Jordan canonical form of a 5 x 5 matrix

Question

If A is a complex 5 × 5 matrix with characteristic polynomial f = (x − 2)$^3$ (x + 7)$^2$ and minimal polynomial p = (x − 2)$^2$ (x + 7), what is the Jordan form for A?

I have got an answer very close to the correct one of \begin{bmatrix} 2 & 0 & 0 & 0 & 0 \\ 1 & 2 & 0 & 0 & 0 \\ 0 & 0 & 2 & 0 & 0 \\ 0 & 0 & 0 & -7 & 0 \\ 0 & 0 & 0 & 0 & -7 \\ \end{bmatrix} However I was wondering why the answer is not \begin{bmatrix} 2 & 0 & 0 & 0 & 0 \\ 0 & 2 & 0 & 0 & 0 \\ 0 & 0 & 2 & 0 & 0 \\ 0 & 0 & 0 & -7 & 0 \\ 0 & 0 & 0 & 0 & -7 \\ \end{bmatrix} Where does the 1 come from in the second row?

Thanks

Answer 1

A matrix is diagonalizable iff its minimal polynomial factors as a product of different linear factors, so for your matrix to be similar to the lower matrix its minimal polynomial would have to be $\;(x-2)(x+7)\;$.

The one in the second row of the correct matrix is what "breaks" the diagonalizability of your matrix, and it comes from something called "generalized eigenvector", meaning: there are not three linearly independet eigenvectors related to the eigenvalue $\;2\;$, only two of them. The "third one" is the so-called generalized eigenvector.

Answer 2

Check your notes and review the minimal polynomial. Note that a matrix will be diagonalizable if and only if every (distinct) factor in the minimal polynomial has exponent $1$.

In general, the exponent of a factor in the minimal polynomial tells you the size of the largest associated Jordan block.

Answer 3

We see that $\lambda = 2$ is a an eigenvalue with algebraic multiplicity $3$ since $(x-2)^3$ shows up in the characteristic polynomial but the geometric multiplicity if only $2$ since the minimal polynomial doesn't split into distinct linear factors. Thus the matrix is not diagonalizable and the eigenvalue $\lambda= 2$ has a degenerative eigenspace. That $1$ off of the diagonal expresses these qualities.

Answer 4

For each eigenvalue$~\lambda$, you may have one or more Jordan blocks, and the may have different sizes. The exponent of $(x-\lambda)$ in the characteristic polynomial gives the sum of all sizes of Jordan blocks for$~\lambda$, while the exponent of $(x-\lambda)$ in the minimal polynomial gives the size of the largest Jordan block for$~\lambda$.

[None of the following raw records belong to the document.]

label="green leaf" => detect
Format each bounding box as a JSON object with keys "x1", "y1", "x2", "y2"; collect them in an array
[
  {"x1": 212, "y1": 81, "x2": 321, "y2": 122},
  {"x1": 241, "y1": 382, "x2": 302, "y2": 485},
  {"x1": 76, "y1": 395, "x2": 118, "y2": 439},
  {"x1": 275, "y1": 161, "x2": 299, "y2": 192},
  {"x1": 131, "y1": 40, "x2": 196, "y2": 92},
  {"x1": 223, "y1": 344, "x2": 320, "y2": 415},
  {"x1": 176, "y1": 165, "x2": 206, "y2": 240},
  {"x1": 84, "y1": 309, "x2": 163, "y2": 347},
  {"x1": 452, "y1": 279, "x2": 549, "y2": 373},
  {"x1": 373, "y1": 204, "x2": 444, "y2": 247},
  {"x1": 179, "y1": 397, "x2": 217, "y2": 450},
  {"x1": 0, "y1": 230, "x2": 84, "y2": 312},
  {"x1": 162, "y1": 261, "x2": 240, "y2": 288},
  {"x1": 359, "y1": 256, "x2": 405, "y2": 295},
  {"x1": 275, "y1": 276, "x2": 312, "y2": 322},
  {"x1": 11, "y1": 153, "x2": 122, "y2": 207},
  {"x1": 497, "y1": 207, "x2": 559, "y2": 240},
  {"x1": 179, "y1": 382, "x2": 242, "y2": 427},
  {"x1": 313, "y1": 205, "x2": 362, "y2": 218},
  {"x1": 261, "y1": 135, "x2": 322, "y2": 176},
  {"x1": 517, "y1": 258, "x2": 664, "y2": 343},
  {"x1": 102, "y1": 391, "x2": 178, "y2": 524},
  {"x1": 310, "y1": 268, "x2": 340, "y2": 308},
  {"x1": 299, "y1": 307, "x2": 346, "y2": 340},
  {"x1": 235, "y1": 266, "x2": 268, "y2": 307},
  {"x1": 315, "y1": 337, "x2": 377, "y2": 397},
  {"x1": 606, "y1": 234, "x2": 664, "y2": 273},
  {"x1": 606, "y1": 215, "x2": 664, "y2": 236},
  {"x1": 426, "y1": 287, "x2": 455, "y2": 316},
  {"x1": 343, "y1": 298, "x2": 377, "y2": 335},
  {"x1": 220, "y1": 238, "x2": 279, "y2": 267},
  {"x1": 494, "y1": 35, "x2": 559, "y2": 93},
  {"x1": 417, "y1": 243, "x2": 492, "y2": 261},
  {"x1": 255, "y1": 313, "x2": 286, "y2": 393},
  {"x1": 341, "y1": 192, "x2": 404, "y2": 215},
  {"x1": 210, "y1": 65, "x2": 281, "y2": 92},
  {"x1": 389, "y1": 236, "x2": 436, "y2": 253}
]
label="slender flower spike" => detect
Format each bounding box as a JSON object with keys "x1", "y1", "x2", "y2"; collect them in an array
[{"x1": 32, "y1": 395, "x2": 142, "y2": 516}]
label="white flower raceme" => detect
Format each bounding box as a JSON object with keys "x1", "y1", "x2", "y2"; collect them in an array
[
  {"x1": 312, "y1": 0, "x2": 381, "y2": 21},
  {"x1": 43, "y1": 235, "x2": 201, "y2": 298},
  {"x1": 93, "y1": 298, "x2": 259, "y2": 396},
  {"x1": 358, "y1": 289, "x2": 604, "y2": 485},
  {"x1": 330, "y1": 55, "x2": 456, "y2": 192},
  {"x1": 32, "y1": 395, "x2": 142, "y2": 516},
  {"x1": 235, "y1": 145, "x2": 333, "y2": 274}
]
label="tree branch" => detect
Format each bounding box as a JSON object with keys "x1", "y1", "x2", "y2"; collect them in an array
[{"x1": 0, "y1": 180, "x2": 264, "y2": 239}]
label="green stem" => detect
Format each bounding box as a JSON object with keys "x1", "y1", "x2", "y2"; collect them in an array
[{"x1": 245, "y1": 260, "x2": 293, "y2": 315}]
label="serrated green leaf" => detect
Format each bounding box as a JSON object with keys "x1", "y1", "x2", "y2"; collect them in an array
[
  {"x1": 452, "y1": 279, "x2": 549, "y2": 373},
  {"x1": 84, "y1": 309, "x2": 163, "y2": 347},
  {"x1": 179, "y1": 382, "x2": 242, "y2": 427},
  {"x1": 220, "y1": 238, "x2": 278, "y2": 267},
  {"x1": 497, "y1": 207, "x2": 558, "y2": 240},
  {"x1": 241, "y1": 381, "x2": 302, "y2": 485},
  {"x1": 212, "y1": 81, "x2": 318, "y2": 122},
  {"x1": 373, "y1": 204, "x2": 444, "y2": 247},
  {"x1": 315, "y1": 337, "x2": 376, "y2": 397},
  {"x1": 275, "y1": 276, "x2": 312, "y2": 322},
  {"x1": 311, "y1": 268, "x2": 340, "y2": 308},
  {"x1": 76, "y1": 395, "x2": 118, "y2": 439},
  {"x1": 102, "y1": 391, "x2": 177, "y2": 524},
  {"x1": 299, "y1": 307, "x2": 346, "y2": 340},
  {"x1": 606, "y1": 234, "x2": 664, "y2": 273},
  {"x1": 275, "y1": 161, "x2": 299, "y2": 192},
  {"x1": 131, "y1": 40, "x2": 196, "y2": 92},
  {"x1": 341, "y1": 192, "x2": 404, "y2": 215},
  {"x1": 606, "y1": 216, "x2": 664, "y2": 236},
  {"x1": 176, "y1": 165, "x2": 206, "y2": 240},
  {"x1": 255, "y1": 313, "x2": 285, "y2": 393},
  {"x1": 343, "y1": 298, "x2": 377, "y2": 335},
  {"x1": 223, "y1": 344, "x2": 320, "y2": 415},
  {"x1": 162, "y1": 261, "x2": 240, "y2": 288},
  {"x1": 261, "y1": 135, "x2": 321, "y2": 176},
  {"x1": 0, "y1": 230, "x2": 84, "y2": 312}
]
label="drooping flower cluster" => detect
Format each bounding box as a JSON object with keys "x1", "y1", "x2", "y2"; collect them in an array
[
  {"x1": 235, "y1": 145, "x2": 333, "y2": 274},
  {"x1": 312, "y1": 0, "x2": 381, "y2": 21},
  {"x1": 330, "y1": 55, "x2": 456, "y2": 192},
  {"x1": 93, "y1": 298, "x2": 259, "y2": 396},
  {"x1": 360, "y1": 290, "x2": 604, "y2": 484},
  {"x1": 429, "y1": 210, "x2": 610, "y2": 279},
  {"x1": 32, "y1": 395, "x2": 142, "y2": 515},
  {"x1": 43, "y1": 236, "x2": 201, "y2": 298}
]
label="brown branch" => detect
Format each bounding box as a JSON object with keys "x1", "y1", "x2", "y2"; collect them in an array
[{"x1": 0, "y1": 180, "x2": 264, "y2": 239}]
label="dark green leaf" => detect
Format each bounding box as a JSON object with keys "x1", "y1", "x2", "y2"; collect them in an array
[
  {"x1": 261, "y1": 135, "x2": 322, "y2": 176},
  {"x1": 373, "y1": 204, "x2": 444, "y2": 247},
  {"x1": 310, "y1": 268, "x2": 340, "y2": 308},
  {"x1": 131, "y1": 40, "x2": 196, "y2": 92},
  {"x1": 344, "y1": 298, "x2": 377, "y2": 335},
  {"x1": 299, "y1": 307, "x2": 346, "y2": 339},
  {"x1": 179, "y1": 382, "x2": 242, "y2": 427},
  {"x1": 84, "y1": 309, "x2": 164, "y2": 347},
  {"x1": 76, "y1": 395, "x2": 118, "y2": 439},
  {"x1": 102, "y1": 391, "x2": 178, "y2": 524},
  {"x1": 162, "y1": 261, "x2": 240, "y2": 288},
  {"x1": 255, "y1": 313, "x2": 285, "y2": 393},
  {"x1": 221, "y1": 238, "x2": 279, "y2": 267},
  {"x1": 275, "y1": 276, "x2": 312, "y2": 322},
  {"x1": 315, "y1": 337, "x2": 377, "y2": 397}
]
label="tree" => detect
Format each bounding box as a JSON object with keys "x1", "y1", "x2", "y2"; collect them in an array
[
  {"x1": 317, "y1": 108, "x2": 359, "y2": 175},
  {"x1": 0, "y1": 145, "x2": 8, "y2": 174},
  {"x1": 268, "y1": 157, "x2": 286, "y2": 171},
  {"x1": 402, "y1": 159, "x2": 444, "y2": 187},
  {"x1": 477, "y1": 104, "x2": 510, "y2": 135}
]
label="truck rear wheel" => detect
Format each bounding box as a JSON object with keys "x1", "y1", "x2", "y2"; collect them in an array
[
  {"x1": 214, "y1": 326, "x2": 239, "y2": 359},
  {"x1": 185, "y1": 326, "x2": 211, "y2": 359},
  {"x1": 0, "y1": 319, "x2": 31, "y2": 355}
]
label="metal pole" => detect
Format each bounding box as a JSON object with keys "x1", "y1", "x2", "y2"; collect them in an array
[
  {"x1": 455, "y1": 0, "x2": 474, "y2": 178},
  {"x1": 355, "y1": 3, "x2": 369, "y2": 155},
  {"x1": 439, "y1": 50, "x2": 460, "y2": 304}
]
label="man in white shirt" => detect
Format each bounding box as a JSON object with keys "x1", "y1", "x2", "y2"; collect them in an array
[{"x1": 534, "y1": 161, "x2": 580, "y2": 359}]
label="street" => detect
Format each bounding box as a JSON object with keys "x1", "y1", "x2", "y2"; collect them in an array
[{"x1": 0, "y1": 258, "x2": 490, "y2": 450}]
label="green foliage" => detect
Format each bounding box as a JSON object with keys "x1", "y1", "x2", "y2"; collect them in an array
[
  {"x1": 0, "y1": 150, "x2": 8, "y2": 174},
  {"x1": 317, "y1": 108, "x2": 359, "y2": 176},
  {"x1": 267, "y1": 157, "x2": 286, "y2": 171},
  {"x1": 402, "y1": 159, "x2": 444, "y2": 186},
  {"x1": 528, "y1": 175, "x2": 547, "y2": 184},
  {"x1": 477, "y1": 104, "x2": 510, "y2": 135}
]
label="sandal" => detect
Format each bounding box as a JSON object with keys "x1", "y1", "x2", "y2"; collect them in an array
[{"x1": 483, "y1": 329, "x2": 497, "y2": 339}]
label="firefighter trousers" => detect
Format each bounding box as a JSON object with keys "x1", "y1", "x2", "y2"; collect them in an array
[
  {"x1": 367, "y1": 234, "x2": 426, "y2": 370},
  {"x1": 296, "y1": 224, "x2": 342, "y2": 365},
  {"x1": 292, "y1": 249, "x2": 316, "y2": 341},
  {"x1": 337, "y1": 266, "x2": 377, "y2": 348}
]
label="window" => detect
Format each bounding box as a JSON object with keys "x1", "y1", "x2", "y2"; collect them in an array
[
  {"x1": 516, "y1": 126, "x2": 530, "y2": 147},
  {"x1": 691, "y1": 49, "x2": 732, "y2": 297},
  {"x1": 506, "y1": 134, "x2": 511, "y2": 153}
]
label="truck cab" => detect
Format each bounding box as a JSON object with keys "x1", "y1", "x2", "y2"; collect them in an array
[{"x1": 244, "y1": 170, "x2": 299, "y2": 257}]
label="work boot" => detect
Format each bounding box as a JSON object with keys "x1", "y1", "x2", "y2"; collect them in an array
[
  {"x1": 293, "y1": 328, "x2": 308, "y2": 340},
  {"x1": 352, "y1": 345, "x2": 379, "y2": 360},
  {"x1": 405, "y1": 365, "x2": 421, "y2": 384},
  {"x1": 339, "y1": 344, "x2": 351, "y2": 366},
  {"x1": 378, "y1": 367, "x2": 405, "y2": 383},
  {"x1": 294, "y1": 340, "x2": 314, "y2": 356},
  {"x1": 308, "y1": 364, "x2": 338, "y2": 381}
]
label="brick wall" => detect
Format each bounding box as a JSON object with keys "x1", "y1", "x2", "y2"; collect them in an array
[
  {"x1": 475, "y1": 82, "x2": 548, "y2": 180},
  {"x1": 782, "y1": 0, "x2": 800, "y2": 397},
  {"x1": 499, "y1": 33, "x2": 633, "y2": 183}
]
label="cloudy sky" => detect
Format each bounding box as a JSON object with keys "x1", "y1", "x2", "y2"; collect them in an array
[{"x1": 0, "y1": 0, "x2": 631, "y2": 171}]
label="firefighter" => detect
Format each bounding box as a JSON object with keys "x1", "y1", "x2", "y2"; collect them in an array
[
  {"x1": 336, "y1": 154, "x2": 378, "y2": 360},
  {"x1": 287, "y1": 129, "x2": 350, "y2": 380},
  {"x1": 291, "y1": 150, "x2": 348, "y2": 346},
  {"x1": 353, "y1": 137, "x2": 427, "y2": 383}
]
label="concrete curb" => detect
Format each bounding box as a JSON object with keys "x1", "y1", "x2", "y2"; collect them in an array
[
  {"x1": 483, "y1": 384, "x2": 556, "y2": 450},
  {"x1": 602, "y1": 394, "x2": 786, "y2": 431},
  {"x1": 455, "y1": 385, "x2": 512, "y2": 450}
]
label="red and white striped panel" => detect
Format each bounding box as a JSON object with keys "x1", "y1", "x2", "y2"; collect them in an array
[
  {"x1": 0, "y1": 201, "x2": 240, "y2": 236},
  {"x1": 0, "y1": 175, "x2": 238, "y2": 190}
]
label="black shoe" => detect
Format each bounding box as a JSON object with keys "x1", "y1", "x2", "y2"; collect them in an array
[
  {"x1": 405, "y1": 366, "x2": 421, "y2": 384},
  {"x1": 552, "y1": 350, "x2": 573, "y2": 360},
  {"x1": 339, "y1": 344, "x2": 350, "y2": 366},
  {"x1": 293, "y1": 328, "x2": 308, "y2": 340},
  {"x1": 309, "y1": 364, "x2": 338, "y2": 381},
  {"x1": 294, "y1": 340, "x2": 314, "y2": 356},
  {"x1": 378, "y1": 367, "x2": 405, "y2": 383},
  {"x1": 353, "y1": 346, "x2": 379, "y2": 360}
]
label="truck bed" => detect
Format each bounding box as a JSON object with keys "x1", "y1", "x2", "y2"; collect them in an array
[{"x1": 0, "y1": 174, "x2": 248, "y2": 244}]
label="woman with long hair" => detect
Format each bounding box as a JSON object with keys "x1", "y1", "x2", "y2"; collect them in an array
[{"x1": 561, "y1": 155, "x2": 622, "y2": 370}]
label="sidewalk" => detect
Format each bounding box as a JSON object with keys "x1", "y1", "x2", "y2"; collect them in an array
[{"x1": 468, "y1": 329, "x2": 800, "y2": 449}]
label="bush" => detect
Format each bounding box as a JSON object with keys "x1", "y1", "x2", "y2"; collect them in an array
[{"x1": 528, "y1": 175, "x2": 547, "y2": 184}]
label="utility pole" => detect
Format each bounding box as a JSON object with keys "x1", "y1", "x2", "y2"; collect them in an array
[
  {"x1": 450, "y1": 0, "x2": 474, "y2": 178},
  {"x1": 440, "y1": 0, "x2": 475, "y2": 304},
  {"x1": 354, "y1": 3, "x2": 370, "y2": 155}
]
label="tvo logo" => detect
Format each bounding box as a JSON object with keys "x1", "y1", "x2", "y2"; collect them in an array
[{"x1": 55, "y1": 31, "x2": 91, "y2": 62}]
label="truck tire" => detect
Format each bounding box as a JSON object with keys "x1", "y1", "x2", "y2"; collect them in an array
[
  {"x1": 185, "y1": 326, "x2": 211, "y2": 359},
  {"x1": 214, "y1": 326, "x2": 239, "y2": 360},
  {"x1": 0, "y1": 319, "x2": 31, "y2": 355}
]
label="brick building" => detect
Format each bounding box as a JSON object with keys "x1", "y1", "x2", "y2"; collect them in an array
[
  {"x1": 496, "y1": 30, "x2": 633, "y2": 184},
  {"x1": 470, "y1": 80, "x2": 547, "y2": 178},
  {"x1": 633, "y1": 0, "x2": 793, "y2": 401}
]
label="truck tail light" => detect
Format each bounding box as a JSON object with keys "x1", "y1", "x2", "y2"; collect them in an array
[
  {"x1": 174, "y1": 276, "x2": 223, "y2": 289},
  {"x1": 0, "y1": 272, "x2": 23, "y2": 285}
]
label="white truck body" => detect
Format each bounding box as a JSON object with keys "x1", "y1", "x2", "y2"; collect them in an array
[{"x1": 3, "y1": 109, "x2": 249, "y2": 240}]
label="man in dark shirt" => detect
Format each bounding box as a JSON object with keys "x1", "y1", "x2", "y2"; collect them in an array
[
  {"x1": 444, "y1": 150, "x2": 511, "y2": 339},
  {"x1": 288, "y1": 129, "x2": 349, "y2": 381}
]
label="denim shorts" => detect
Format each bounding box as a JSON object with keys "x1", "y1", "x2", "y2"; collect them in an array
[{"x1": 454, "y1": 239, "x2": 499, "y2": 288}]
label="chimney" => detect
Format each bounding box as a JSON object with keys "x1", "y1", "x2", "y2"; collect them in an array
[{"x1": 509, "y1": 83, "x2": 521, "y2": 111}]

So here for $\lambda=-7$ all blocks have size$~1$ (meaning "this part" is diagonalisable) and there are two such blocks. For $\lambda=2$ the largest block must have size$~2$ (so that you must have at least one nonzero off-diagonal coefficient, and this part is not diagonalisable), and the sum of the block sizes must be $3$, which is only possible with one block of size$~2$ and another block of size$~1$. This gives you all Jordan block sizes, and (up to permutation of the Jordan blocks) the Jordan normal form.